A review by jedore
Cat's Eye by Margaret Atwood

challenging dark sad tense slow-paced
  • Plot- or character-driven? Character
  • Strong character development? It's complicated
  • Loveable characters? It's complicated
  • Diverse cast of characters? No
  • Flaws of characters a main focus? Yes

3.75

“Little girls are cute and small only to adults. To one another they are not cute. They are life-sized.”

Apparently I read this book a couple decades ago, but it was all new to me this time around. 

Having been the victim of various degrees of bullying from the first day of 4th through the beginning of 9th grade, I thought I would connect deeply with this book. I totally related to much of what Elaine (coincidentally my middle name) went through…though it was quite a bit harsher and more focused than my experience. We even shared the experience of one of the bullies’ parents being a POS and a mother who knew it was happening, but did nothing to stop it. But Atwood lost me at the point Elaine’s abuse ended, which was quite a large portion of the book.

Maybe it’s because I’m such a sensitive soul, but being bullied totally wrecked me for the first three decades of my life. I was so terrified of females that I steered clear of them until my thirties. I thought it was totally unbelievable that Atwood had Elaine reunite with her primary abuser in high school and remain best friends for several more years, seemingly without any repercussions. Once I escaped my bullies (also in early high school), I would NEVER, EVER have returned! I also found it unrealistic that Elaine joined women’s groups in early adulthood. It was disappointing that Atwood didn’t dive deeper into Elaine’s damage and true feelings toward women. I also became hyper-focused on males because they didn’t play the mind games and treated me so much better (albeit that was always because they wanted something from me, which was also damaging in a different way). While on several occasions Elaine mentioned her preference of males, it didn’t go deep enough given the severity of her abuse at the hands of females. 

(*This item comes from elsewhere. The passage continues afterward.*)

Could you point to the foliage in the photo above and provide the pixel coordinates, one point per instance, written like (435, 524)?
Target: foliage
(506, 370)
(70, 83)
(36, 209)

To this day, as a result of being bullied as a young girl and a consistent flow of baffling situations and/or minor to moderate bullying by grown women, I’m in a strange place with women…I absolutely love and support them from afar, but I can only claim one deeply loving and mutually supportive female non-familial relationship. I’ve accepted that it must not be meant to be in this lifetime. 

So, overall, the book missed the mark for me, which was disappointing considering the massive potential the story held for me. I may be wrong, but my hypothesis is that Atwood didn’t actually live what she wrote about in this book, she just believed herself capable of writing about it.